HEALTH ADVICE 'NANNIES' KILLED OFF BY MINISTERS

M. Woolf

Daily Telegraph, Jan. 12th 2000, p.1

Reports that the Health Education Authority is to be closed as part of a shake-up in the way ministers inform the nation on how to lead healthier lives. The government has decided to abandon 'nannying' campaigns, warning of the dangers of sitting in the sun and drinking too much in favour of focusing targets for reducing cancer, strokes, heart disease and suicide.

LOTTO BOTHER

H. Chesser

Health Service Journal, vol. 110, Jan. 20th 2000, p.31

The healthy living centre is a government initiative designed to encourage health-promoting activities in disadvantaged areas. It is funded through lottery money allocated in a competitive bidding process. Bids have to be made by community groups in partnership with statutory organisations. The complexity and cost of bidding can be a struggle for community groups also targeted by many other initiatives.

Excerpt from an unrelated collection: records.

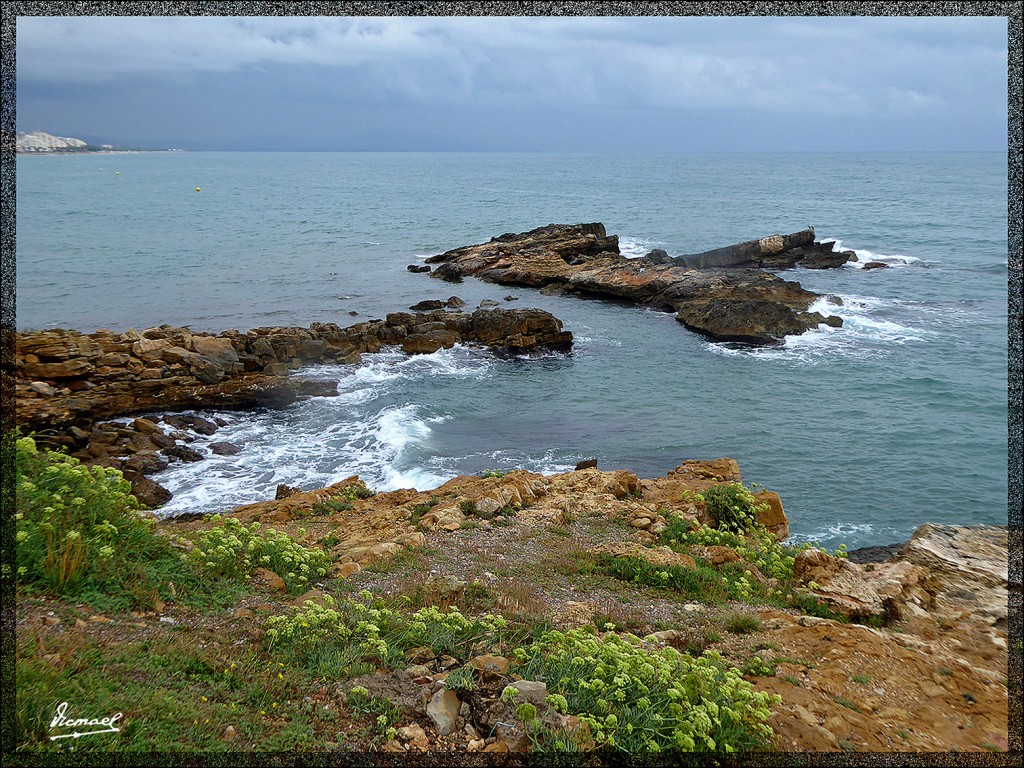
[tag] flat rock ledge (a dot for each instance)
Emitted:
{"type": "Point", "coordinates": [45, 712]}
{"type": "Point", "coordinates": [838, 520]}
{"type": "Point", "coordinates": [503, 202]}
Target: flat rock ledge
{"type": "Point", "coordinates": [67, 380]}
{"type": "Point", "coordinates": [721, 294]}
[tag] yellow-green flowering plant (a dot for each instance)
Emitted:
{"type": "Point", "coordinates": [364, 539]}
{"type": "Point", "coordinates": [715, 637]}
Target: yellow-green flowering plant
{"type": "Point", "coordinates": [229, 548]}
{"type": "Point", "coordinates": [79, 529]}
{"type": "Point", "coordinates": [636, 699]}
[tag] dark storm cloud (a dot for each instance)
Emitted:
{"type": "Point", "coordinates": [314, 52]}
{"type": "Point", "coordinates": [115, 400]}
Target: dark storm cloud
{"type": "Point", "coordinates": [519, 83]}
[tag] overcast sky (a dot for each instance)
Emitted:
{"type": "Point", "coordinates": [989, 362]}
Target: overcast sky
{"type": "Point", "coordinates": [541, 84]}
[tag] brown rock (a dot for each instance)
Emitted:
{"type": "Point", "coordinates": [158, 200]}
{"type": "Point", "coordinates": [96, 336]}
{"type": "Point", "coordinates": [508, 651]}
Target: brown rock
{"type": "Point", "coordinates": [267, 580]}
{"type": "Point", "coordinates": [428, 343]}
{"type": "Point", "coordinates": [489, 664]}
{"type": "Point", "coordinates": [443, 711]}
{"type": "Point", "coordinates": [774, 517]}
{"type": "Point", "coordinates": [150, 494]}
{"type": "Point", "coordinates": [840, 584]}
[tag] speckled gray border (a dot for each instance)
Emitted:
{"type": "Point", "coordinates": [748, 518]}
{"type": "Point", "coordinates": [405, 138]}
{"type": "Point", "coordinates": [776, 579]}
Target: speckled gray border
{"type": "Point", "coordinates": [12, 9]}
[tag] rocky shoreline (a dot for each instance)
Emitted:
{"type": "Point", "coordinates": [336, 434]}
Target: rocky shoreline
{"type": "Point", "coordinates": [721, 294]}
{"type": "Point", "coordinates": [914, 656]}
{"type": "Point", "coordinates": [70, 385]}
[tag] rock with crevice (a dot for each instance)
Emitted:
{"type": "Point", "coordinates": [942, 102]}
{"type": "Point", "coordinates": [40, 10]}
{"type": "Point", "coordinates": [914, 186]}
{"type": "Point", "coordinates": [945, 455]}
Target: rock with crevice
{"type": "Point", "coordinates": [721, 294]}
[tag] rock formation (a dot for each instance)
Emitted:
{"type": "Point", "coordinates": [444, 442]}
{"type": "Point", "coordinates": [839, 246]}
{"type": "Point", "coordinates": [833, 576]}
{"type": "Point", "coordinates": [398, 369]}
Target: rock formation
{"type": "Point", "coordinates": [69, 383]}
{"type": "Point", "coordinates": [731, 302]}
{"type": "Point", "coordinates": [67, 378]}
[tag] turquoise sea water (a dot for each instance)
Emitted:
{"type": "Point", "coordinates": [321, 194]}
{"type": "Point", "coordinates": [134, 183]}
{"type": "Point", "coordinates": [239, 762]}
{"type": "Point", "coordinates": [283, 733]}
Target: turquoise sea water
{"type": "Point", "coordinates": [867, 431]}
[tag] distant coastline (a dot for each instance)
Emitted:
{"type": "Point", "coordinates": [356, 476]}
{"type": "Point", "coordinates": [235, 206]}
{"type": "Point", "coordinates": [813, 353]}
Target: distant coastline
{"type": "Point", "coordinates": [40, 142]}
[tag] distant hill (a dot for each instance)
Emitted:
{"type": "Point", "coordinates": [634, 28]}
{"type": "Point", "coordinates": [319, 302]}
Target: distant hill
{"type": "Point", "coordinates": [40, 141]}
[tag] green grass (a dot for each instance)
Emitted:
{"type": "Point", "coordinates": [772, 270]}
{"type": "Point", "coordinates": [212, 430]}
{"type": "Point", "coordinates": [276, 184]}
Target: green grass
{"type": "Point", "coordinates": [174, 693]}
{"type": "Point", "coordinates": [739, 622]}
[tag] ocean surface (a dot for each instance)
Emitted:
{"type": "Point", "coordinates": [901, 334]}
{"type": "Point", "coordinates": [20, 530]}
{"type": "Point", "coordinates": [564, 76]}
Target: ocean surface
{"type": "Point", "coordinates": [867, 431]}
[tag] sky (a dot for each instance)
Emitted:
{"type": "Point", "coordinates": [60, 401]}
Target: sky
{"type": "Point", "coordinates": [517, 84]}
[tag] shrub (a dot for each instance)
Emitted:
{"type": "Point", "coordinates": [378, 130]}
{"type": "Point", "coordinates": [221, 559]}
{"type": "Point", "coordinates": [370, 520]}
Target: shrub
{"type": "Point", "coordinates": [461, 680]}
{"type": "Point", "coordinates": [370, 630]}
{"type": "Point", "coordinates": [231, 549]}
{"type": "Point", "coordinates": [79, 529]}
{"type": "Point", "coordinates": [636, 699]}
{"type": "Point", "coordinates": [732, 506]}
{"type": "Point", "coordinates": [740, 623]}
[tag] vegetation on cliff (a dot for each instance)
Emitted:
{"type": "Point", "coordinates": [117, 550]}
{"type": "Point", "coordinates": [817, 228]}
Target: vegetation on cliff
{"type": "Point", "coordinates": [202, 641]}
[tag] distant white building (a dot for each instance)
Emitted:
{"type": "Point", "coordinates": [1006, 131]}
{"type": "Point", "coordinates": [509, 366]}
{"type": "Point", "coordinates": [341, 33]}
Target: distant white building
{"type": "Point", "coordinates": [40, 141]}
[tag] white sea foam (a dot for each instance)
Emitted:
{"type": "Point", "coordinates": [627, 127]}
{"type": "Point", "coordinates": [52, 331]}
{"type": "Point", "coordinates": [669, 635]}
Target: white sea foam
{"type": "Point", "coordinates": [634, 248]}
{"type": "Point", "coordinates": [864, 256]}
{"type": "Point", "coordinates": [868, 330]}
{"type": "Point", "coordinates": [322, 440]}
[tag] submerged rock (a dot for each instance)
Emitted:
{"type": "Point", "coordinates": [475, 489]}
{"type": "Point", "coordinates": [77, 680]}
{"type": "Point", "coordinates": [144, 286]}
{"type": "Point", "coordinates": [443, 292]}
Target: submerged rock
{"type": "Point", "coordinates": [718, 293]}
{"type": "Point", "coordinates": [103, 375]}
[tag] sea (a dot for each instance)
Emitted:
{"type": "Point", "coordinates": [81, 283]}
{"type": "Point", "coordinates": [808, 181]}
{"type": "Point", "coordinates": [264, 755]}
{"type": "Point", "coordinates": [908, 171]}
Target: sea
{"type": "Point", "coordinates": [867, 431]}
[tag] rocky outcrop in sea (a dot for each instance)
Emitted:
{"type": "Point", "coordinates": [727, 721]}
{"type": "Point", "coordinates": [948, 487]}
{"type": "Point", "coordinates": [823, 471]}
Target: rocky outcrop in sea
{"type": "Point", "coordinates": [69, 384]}
{"type": "Point", "coordinates": [722, 294]}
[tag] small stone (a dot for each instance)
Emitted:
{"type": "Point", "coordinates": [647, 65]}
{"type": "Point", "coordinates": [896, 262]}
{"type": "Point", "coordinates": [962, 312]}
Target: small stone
{"type": "Point", "coordinates": [346, 569]}
{"type": "Point", "coordinates": [268, 580]}
{"type": "Point", "coordinates": [42, 388]}
{"type": "Point", "coordinates": [414, 735]}
{"type": "Point", "coordinates": [443, 711]}
{"type": "Point", "coordinates": [528, 690]}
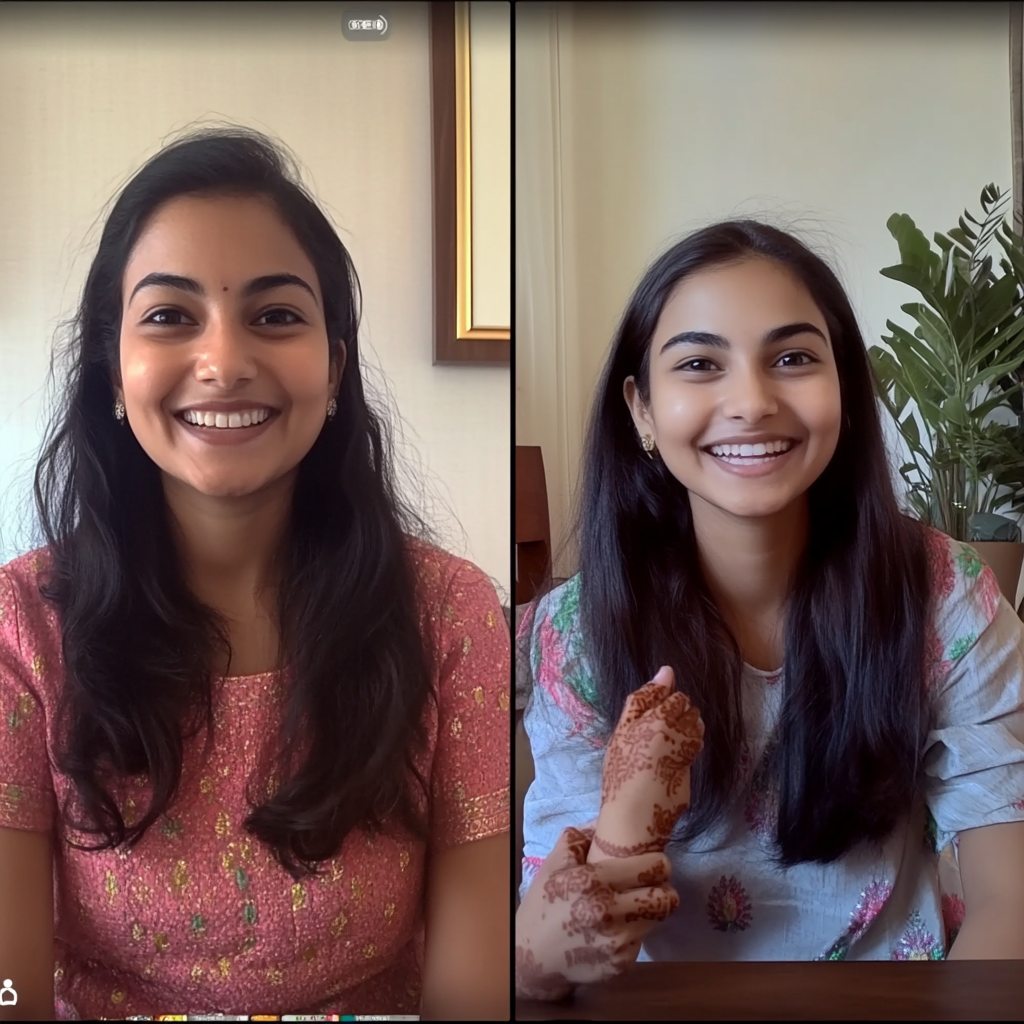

PUBLIC HEALTH BODY TO END 'CONTRACT CULTURE'

L. Donnelly

Health Service Journal, vol. 10, Jan. 20th 1999, p.10

The Health Development Agency which replaces the Health Education Authority in April will have four key functions: to map the evidence base and disseminate information on public health outcomes, establish quality standards on workforce 'capacity and capability', support government work on health inequalities and research innovative means of health promotion. Public health information campaigns will in future be carried out by the Department of Health.

THE WIDENING GAP: HEALTH INEQUALITIES AND POLICY IN BRITAIN

M. Shaw et al

Bristol: Policy Press, 1999

The key policy that will reduce inequalities in health is the alleviation of poverty through the reduction of inequalities in income and wealth. There is widespread public support for poverty reduction in Britain and the government has pledged to eliminate childhood poverty by 2020. Poverty can be reduced by raising the standards of living of poor people through increasing, their incomes 'in cash' or 'in kind'. The costs would be borne by the rich and would reduce inequalities overall, simultaneously reducing inequalities in health.